Bu nedenlerle işverenin gerek ön değerlendirme sonucuna gerek ön değerlendirmenin unsurlarına (asgari işçilik oranı, inşaatın yapı sınıf ve grubu, bildirilen işçilik tutarı) yönelik davası kural olarak dinlenemez ise de Kurumun inceleme aşamasına geçmemesi nedeniyle re’sen prim tahakkuk ettirmediği veya işverenin ödeme yapmaması nedeniyle davanın istirdata dönüşmediği hallerde mahkemece yargılamaya devam edilerek davacının talebi ile bağlı ve Kurum açısından yalnızca ön değerlendirme aşamasında yapılacak işlemler yönünden bağlayıcı olmak üzere bir hüküm kurulması gerekir.
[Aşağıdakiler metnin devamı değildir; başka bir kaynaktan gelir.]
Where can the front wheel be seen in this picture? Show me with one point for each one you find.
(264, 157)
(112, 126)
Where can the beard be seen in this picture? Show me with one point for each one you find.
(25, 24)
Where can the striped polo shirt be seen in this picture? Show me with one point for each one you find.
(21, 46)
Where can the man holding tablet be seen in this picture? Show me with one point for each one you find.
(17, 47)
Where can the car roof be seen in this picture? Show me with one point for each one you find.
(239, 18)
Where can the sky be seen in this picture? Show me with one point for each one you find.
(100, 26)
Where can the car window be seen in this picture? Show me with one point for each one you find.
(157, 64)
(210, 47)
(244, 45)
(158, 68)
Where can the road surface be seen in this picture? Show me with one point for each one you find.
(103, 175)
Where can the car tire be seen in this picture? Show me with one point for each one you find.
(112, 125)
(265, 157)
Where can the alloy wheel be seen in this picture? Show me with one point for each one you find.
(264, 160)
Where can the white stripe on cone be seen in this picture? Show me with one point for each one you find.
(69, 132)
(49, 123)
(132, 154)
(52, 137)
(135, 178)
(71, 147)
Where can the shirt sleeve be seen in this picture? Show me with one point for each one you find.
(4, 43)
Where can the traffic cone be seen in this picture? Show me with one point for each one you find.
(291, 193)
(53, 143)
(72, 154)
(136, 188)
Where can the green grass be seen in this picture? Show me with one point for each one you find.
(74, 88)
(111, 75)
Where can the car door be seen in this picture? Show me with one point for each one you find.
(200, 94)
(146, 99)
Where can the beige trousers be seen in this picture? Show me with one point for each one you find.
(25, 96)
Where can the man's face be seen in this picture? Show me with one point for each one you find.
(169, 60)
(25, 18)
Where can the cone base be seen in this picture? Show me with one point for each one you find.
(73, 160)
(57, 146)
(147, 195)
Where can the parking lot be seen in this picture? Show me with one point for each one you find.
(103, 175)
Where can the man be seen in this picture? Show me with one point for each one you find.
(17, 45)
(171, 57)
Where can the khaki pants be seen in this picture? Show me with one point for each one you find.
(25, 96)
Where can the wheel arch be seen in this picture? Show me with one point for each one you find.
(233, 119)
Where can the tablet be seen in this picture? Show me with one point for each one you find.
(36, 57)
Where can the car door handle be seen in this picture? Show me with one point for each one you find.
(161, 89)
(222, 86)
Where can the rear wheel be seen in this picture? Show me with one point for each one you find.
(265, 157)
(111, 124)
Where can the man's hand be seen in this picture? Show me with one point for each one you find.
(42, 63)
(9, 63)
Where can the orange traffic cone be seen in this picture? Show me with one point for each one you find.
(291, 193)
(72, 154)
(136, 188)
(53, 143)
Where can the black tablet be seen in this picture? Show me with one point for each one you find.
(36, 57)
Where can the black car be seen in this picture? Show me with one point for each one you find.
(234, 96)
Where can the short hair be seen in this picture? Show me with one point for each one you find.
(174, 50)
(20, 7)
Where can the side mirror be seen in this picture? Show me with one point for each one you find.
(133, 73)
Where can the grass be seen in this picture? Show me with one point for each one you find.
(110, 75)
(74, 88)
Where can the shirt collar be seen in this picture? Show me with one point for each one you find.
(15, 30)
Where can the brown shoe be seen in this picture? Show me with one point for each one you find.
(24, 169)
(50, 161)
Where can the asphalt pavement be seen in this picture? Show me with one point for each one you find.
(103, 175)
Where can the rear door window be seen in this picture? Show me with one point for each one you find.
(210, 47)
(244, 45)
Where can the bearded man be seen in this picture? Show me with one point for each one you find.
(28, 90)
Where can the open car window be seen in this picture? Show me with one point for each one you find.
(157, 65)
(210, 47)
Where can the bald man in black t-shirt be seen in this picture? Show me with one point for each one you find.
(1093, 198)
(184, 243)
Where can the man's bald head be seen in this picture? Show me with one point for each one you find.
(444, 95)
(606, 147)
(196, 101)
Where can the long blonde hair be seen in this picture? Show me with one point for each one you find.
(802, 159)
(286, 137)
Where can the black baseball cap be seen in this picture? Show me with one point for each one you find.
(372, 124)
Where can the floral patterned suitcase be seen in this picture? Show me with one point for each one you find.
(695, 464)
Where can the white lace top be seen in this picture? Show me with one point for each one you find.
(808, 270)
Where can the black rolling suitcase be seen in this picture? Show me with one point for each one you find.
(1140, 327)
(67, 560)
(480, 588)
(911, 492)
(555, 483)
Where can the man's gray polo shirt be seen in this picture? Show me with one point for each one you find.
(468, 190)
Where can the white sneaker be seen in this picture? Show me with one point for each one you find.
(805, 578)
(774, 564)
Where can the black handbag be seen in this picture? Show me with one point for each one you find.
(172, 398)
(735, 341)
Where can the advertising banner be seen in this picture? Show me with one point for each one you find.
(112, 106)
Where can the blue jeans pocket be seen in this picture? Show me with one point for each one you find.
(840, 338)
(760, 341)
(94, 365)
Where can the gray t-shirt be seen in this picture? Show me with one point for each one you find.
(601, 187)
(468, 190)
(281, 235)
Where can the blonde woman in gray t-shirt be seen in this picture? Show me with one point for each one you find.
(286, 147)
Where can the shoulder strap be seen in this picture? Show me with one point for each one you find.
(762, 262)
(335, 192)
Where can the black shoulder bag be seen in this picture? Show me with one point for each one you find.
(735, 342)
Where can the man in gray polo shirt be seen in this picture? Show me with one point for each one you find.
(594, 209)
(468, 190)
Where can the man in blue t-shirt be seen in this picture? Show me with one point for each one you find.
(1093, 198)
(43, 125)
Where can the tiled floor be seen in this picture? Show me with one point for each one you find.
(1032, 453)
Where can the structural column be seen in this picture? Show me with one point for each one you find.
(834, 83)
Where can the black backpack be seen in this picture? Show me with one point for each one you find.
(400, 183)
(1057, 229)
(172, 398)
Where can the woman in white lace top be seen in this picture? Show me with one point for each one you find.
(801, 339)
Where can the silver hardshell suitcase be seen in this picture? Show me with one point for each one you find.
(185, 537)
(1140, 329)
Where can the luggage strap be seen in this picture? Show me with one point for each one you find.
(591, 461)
Öte yandan zamanaşımı hukuksal nedenine dayalı olumsuz tespit davalarına ayrıca değinmekte yarar bulunmaktadır. Araştırma işleminin sonucunda hesaplanan borcun davacıya tebliği ile birlikte taraflar arasında uyuşmazlık doğmuş olup davacının fark prim ve gecikme zammı borcunun zamanaşımına uğradığına ilişkin davayı bu aşamada açmakta hukuki yararı bulunmaktadır. Kurumca tebliğ edilen prim ve gecikme zammı ödenmediği takdirde davacıya “ilişiksizlik belgesi” verilmediği gibi inceleme aşamasına geçilmesi halinde ilişiksizlik belgesini alması gecikecek ve takip tehdidi ile karşılaşacak olan davacının bu aşamada dava açmakta hukuki yararının bulunduğu kabul edilmelidir. Üstelik işverenin zamanaşımı nedeniyle sorumlu olmadığı açık olan bir borcun, inceleme ile tespitini ve işverene tebliğini beklemenin işveren yönünden bir faydası da bulunmamaktadır.
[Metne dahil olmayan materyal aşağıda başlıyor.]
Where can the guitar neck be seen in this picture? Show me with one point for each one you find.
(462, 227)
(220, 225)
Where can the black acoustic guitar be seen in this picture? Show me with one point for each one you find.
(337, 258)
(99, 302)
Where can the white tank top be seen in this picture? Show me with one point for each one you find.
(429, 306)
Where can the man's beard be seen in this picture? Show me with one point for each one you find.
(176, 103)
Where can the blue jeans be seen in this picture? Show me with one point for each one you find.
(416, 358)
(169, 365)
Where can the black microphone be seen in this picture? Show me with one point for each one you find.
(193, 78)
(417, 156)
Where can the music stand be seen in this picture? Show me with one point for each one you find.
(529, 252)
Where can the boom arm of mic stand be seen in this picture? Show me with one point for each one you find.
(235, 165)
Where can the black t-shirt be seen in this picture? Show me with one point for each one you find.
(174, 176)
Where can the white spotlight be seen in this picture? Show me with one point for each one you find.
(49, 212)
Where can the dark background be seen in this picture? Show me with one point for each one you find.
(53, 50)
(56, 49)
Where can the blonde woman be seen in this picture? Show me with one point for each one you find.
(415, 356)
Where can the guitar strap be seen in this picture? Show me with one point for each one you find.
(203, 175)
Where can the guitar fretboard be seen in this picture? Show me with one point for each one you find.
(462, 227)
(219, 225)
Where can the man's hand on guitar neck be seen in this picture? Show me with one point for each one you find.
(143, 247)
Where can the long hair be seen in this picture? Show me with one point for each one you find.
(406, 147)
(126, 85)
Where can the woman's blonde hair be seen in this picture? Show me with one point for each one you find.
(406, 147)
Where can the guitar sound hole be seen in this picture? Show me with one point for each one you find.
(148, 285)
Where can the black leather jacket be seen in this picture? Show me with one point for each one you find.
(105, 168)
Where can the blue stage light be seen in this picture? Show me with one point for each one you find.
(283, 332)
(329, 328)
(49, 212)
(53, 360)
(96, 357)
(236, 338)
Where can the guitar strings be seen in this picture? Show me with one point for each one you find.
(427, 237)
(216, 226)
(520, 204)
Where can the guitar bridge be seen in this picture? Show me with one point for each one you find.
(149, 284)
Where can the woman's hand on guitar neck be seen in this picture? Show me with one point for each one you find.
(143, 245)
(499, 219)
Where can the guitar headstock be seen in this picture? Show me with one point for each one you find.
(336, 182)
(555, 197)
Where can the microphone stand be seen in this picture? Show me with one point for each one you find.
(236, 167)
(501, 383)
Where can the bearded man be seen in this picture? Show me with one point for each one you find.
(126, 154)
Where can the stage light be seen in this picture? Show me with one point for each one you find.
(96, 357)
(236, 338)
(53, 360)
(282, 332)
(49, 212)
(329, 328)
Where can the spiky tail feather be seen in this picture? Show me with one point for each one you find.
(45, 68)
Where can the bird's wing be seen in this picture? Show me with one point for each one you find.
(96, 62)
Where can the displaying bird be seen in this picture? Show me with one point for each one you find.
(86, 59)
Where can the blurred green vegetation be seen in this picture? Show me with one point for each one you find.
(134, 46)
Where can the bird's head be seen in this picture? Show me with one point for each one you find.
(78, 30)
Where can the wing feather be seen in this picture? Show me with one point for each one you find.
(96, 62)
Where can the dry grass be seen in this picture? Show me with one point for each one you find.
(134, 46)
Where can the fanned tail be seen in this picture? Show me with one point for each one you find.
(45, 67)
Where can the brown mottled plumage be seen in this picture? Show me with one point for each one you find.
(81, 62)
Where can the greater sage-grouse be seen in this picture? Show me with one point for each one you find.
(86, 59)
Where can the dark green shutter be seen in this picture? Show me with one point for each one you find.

Henüz inceleme aşamasına geçilmediğinden, zamanaşımı hukuksal nedenine dayalı olumsuz tespit davasının açılması için yasada öngörülmüş hakdüşürücü süre veya davacının borca Kurum nezninde itiraz etme zorunluluğu da bulunmamaktadır. İşveren, tebliğ edilen prim ve gecikme cezası ve gecikme zammını ödemediği veya ödeneceğini yazılı olarak taahhüt etmediği takdirde borç kesinleşmez ve Kurumca inceleme yapılır.
Yukarıda yer alan açıklamalar ışığında; davacıya tebliğ edilen Kurumun 23.12.2011 tarih ve 23389680 sayılı yazısı; 6183 sayılı Kanun’un 55 ve devamı maddelerine göre düzenlenen ödeme emri niteliğinde olmadığından mahkemece davanın (7) günlük hak düşürücü süre içerisinde açılmadığı gerekçesiyle davanın reddi doğru değildir.
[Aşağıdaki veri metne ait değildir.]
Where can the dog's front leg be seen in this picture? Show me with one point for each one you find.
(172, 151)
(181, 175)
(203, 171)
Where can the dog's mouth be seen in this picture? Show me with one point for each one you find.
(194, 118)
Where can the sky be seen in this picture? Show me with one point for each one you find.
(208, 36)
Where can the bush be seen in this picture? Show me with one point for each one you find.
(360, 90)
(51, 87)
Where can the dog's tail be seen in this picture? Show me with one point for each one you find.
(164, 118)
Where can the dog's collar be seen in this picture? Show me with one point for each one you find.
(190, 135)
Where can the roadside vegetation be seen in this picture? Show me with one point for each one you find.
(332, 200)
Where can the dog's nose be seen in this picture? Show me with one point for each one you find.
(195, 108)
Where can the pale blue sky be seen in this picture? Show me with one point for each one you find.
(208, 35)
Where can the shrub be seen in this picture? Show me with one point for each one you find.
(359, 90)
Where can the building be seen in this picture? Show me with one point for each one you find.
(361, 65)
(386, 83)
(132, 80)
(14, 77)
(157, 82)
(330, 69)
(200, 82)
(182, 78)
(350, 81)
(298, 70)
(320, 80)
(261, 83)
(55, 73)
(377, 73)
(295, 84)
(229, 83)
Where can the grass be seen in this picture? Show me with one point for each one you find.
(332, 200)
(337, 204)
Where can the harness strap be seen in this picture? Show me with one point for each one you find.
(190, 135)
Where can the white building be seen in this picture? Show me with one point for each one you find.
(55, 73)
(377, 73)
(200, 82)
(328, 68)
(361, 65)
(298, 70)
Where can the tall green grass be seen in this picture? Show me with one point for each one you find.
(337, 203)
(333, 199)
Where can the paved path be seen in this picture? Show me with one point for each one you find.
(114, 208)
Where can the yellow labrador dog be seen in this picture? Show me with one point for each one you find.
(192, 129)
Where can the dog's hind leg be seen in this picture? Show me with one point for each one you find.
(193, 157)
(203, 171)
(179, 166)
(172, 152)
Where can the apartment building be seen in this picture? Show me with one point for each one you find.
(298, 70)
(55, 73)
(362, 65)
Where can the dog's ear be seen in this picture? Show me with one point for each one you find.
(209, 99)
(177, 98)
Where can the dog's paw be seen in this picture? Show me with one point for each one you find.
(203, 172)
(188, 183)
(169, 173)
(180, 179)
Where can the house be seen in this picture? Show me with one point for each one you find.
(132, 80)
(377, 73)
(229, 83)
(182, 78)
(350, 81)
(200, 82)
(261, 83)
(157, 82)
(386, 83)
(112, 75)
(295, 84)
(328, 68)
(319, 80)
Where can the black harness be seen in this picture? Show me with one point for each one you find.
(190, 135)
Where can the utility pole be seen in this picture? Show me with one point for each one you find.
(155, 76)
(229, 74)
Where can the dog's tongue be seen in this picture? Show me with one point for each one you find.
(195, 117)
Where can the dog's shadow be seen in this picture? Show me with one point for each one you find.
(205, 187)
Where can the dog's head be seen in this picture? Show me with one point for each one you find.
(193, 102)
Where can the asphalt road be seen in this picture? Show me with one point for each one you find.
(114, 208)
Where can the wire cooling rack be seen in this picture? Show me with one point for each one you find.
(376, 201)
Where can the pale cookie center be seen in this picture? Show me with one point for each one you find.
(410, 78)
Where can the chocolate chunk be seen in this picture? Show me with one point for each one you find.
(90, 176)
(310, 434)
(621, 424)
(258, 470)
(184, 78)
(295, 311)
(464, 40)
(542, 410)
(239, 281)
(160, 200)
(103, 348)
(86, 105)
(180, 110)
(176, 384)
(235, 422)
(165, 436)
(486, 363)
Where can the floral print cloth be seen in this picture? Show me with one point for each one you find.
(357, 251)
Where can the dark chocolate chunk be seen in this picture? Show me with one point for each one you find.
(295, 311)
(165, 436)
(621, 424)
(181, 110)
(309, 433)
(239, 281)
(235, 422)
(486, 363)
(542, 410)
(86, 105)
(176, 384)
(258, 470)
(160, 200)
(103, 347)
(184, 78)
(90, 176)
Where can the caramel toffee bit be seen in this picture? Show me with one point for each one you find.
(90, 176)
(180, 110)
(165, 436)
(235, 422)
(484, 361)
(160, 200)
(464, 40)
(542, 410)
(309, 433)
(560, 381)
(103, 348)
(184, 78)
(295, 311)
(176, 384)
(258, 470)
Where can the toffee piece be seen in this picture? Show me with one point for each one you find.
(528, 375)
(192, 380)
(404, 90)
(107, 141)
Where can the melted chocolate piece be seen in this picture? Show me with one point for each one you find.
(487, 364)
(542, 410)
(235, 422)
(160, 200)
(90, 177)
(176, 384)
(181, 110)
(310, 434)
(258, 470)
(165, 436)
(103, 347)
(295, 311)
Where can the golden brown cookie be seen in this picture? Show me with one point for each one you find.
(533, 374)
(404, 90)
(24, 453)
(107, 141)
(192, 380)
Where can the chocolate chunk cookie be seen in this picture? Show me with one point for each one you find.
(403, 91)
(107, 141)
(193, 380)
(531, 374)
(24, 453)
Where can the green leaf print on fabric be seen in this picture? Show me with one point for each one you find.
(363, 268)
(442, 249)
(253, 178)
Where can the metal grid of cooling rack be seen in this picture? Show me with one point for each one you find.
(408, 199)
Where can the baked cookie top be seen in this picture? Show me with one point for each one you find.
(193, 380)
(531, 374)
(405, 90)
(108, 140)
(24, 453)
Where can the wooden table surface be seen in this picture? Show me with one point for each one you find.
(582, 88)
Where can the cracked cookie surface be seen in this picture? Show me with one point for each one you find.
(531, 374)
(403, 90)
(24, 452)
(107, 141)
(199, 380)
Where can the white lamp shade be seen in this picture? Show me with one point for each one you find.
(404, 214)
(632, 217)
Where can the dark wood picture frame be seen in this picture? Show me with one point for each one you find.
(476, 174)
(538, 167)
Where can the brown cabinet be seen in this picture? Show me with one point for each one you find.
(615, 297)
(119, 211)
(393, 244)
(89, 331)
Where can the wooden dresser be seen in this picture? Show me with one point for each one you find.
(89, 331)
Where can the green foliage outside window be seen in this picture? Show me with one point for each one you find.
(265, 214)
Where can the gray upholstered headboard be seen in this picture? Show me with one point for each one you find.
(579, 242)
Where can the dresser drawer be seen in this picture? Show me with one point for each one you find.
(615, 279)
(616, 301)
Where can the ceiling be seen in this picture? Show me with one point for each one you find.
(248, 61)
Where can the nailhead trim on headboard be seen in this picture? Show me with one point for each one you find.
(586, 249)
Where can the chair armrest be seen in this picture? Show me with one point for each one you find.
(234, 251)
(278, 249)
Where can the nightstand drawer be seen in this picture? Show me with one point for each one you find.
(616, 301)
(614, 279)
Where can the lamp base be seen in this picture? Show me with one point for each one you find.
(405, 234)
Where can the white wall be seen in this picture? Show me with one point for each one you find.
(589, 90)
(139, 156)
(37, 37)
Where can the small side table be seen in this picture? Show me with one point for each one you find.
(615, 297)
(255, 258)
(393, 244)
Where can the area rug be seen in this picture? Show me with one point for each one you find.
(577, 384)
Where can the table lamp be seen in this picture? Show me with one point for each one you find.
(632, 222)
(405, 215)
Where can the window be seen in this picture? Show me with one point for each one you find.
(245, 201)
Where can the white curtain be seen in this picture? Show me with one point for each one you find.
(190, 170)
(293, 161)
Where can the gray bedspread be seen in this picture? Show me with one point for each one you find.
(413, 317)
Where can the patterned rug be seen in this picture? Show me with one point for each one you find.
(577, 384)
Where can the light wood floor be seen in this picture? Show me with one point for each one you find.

Fark işçilik 1999 yılının 6.ayına mal edilmiş olup zamanaşımı (5) yıldır. Dosyada zamanaşımını kesen bir nedene rastlanmadığına göre 01.01.2000 tarihinde işlemeye başlayan zamanaşımı 01.01.2005 tarihinde dolmuş olup mahkemece, davacının araştırma (ön değerlendirme) işlemi sonucunda hesaplanan ve 23.12.2011 tarih ve 23389680 sayılı yazı tebliğ edilen Kurum alacağından sorumlu olmadığına karar verilmesi gerekirken yerinde olmayan gerekçe ile yazılı biçimde davanın reddine karar verilmesi usul ve yasaya aykırı olup bozma nedenidir.
O halde, davacının bu yönleri amaçlayan temyiz itirazları kabul edilmeli ve hüküm bozulmalıdır.
SONUÇ: Hükmün yukarıda açıklanan nedenlerle BOZULMASINA, temyiz harcının istek halinde davacıya iadesine, 26/06/2014 gününde oybirliğiyle karar verildi.